FBI Warns Facebook Users Not To Share Viral VIdeo

The FBI and local law enforcement officials across the country are warning Facebook users not to share a disturbing video that's been making the rounds over the past week. The video depicts an adult sexually abusing a child, and is legally considered child pornography - which is illegal both to watch and to share.

Strangely, people are sharing the video online purport to have good intentions: The video has been widely shared as part of an online crusade to hold the adult in the film accountable.

But law enforcement officials are reminding them that - no matter their intentions - this behavior is still a crime.

Facebook's communications department has also issued a warning of its own.

"The sharing of child exploitative images – regardless of intention – is harmful and illegal," Facebook's media team said in a statement.

We have turned off KSAT-12's ability to receive messages on Facebook due to the viral spread of the video and have instructed our news team to do the same with their own fan pages.

Law enforcement officials across the country are reaching out to their local media stations to get the word out.

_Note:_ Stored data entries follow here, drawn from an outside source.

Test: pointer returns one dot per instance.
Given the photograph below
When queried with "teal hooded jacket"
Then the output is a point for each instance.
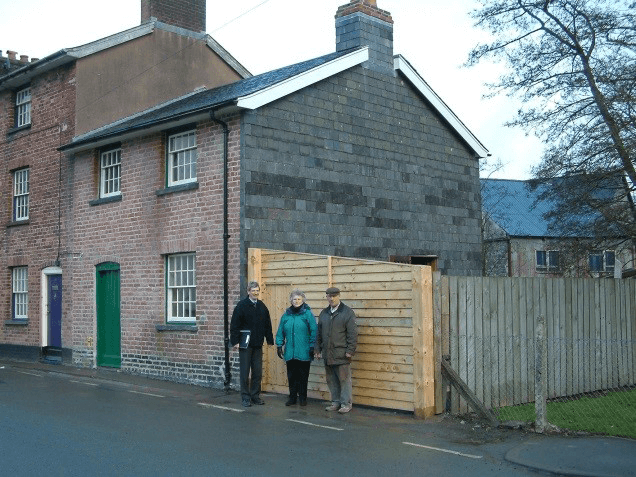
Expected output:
(297, 333)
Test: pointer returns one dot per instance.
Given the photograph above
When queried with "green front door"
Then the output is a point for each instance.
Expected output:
(108, 315)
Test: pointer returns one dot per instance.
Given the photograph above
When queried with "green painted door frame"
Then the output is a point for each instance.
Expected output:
(107, 296)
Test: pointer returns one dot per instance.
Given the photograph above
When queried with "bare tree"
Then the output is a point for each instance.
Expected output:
(573, 65)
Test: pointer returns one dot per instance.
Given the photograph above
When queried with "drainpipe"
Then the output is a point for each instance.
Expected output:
(226, 238)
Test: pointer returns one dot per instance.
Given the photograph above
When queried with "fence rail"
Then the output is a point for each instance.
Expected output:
(488, 328)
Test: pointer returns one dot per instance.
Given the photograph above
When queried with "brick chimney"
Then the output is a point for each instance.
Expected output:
(188, 14)
(362, 23)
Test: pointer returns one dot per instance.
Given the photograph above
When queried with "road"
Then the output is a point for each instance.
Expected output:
(59, 424)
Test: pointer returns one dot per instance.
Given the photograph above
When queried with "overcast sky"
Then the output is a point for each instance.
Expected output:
(434, 36)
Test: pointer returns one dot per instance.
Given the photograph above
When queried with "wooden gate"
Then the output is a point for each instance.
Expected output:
(394, 366)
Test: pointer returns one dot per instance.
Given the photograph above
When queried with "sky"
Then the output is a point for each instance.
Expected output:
(435, 36)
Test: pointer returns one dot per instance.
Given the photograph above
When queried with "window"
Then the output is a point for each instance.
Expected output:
(602, 261)
(110, 173)
(23, 107)
(20, 297)
(182, 158)
(182, 290)
(547, 260)
(21, 195)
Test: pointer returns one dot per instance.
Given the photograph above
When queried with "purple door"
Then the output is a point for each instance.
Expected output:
(55, 310)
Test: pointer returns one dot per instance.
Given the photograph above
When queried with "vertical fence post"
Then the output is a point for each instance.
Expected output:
(541, 376)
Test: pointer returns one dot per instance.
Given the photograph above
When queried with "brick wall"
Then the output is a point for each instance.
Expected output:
(137, 232)
(34, 243)
(359, 166)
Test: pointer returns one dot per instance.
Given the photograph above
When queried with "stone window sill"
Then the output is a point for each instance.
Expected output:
(179, 188)
(177, 327)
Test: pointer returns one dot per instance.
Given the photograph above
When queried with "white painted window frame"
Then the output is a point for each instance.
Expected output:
(23, 107)
(21, 194)
(110, 173)
(20, 293)
(182, 158)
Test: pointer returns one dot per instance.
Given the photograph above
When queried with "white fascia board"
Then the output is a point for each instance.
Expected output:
(399, 63)
(298, 82)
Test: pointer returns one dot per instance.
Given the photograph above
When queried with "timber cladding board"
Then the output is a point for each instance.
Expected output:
(387, 300)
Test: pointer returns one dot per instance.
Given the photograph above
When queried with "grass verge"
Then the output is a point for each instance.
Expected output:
(612, 413)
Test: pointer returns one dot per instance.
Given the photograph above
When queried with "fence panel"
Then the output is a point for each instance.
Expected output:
(394, 366)
(590, 328)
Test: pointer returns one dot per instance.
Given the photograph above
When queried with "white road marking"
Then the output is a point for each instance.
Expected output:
(146, 394)
(315, 425)
(471, 456)
(221, 407)
(30, 374)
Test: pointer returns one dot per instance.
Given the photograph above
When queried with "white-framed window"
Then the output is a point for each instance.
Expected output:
(20, 295)
(602, 261)
(182, 158)
(547, 260)
(23, 107)
(21, 195)
(182, 287)
(110, 173)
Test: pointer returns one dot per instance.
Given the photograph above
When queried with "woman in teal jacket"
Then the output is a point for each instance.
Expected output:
(297, 334)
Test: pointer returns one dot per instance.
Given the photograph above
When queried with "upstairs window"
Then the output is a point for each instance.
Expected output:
(110, 173)
(547, 260)
(23, 107)
(182, 158)
(602, 262)
(20, 295)
(182, 288)
(21, 195)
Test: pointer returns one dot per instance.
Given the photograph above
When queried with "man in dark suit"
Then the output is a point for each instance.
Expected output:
(251, 315)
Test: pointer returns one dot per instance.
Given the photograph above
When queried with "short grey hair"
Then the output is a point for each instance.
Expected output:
(252, 284)
(296, 292)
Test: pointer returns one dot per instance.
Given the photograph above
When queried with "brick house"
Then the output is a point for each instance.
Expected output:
(348, 154)
(44, 103)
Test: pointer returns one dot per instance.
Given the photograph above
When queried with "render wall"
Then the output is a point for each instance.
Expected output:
(360, 166)
(138, 232)
(34, 243)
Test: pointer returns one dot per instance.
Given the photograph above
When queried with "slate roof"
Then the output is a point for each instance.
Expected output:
(204, 100)
(518, 208)
(515, 207)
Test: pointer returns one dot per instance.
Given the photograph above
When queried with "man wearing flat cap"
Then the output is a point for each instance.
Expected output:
(336, 343)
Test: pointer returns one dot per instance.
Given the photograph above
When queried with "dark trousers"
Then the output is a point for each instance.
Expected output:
(297, 376)
(251, 362)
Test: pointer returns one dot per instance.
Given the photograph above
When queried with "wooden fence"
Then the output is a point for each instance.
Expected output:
(488, 329)
(394, 364)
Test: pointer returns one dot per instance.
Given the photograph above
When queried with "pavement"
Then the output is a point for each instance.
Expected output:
(548, 454)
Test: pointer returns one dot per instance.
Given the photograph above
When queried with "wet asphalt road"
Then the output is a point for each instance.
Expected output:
(58, 424)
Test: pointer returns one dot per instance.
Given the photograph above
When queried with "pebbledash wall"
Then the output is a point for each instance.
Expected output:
(358, 165)
(33, 243)
(138, 232)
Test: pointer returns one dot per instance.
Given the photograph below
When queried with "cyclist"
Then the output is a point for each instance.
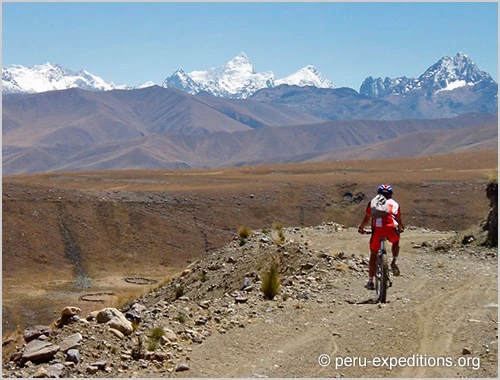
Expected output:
(389, 226)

"If you saved it, if you posted it to your page, if you sent it to someone else," Tim Gann, Madison County Chief Trial Attorney explained told a local TV station. “you’re disseminating child porn and that’s a felony. If you are in possession of it, no matter your good intentions, that is also a felony. So, in this case, it’s very disturbing that people feel like it’s ok to post something awful happening to a child on social media.”

In New York State, the Polk County Sheriff's Office says people have been flooding their inboxes for weeks now with a video they say is too disturbing to even describe.

"PLEASE DO NOT SHARE those images or video," said the Polk County Sheriff's Office said in a message posted to their Facebook page. "Images and video depicting the sexual abuse of a child are pornography. Sharing them, even if your intent is to help, is a crime and continues to victimize the child."

As Gann explains, every time the video is shared, the child depicted in it is victimized again.

 

Polk

But above all, law enforcement officials have been stunned by the video's spread.

"We can not have child pornography going viral,” said Jay Town, the US attorney for the Northern District of Alabama.

Unfortunately, it appears to be too late for that.